Bilhildis lag mit grauenhaft verrenkten Gliedern auf einem hüfthohen, bemoosten Felsen, der die Form einer umgedrehten Schale hatte. Das sah aus wie ein Mahnmal, sich der Burg nicht weiter zu nähern.
Wie gerne hätte ich mir den näheren Anblick erspart, zumal ich es gewesen war, der das, was vor mir lag, verbrochen hatte. Doch ich musste sie in Augenschein nehmen, um den Eindruck einer Untersuchung zu erwecken.
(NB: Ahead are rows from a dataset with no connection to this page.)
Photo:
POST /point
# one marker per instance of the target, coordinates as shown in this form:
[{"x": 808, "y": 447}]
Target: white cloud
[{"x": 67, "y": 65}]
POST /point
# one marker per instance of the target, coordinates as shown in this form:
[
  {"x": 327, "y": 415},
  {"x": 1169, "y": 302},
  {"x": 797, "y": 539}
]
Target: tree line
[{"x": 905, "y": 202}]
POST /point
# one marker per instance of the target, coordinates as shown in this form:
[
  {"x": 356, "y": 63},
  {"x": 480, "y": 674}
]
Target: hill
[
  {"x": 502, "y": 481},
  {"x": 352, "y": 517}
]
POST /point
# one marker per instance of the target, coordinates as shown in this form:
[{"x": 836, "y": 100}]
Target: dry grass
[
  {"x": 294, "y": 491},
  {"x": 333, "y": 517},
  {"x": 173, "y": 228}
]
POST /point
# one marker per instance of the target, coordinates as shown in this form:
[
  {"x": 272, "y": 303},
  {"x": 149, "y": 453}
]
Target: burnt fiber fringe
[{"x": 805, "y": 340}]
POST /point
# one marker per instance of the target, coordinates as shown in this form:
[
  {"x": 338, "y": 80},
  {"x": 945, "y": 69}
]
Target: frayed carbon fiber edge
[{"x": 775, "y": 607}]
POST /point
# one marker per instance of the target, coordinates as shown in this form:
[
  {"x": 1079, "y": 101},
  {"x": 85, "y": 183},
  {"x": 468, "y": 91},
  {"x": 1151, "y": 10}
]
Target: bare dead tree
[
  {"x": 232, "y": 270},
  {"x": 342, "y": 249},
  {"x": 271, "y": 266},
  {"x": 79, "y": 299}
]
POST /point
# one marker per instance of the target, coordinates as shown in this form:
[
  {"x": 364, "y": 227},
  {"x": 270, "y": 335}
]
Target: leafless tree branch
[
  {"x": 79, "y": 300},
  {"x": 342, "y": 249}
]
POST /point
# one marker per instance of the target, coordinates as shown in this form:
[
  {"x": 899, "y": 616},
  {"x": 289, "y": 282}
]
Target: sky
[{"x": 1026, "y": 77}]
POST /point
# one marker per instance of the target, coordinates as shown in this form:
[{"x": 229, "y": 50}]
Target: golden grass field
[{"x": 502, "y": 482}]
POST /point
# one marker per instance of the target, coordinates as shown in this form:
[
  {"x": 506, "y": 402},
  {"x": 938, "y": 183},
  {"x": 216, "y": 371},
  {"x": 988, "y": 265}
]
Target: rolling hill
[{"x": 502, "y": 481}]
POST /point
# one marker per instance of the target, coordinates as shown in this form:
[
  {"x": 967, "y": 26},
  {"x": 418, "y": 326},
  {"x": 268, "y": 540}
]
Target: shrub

Ich sagte mit einer Schnelligkeit – die ich im Nachhinein als unklug empfinde – zu dem Wachmann: »Sie hat sich freiwillig in den Tod gestürzt.«
»Da müsste sie sich aber ganz schön fest durch das enge Fenster gequetscht haben, Herr. Es ist gerade einmal doppelt so breit wie eine Schießscharte.«
»Sie war hager. Ihr Körper passt hindurch.«
»Ja, Herr, es kann passiert sein, wie Ihr sagt. Aber sich von der Burgmauer fallen zu lassen ist leichter.«
»Ich nehme an, sie musste Blut spucken, und in einem Anfall von Verzweiflung wählte sie den schnellsten Weg in den Tod. Zweifelst du an meinen Worten?«
»Nein, Herr.«
Meine Beurteilung wurde nicht weiter von dem Wachmann infrage gestellt, wie man auch die Diagnose eines Medicus nicht anzweifelt.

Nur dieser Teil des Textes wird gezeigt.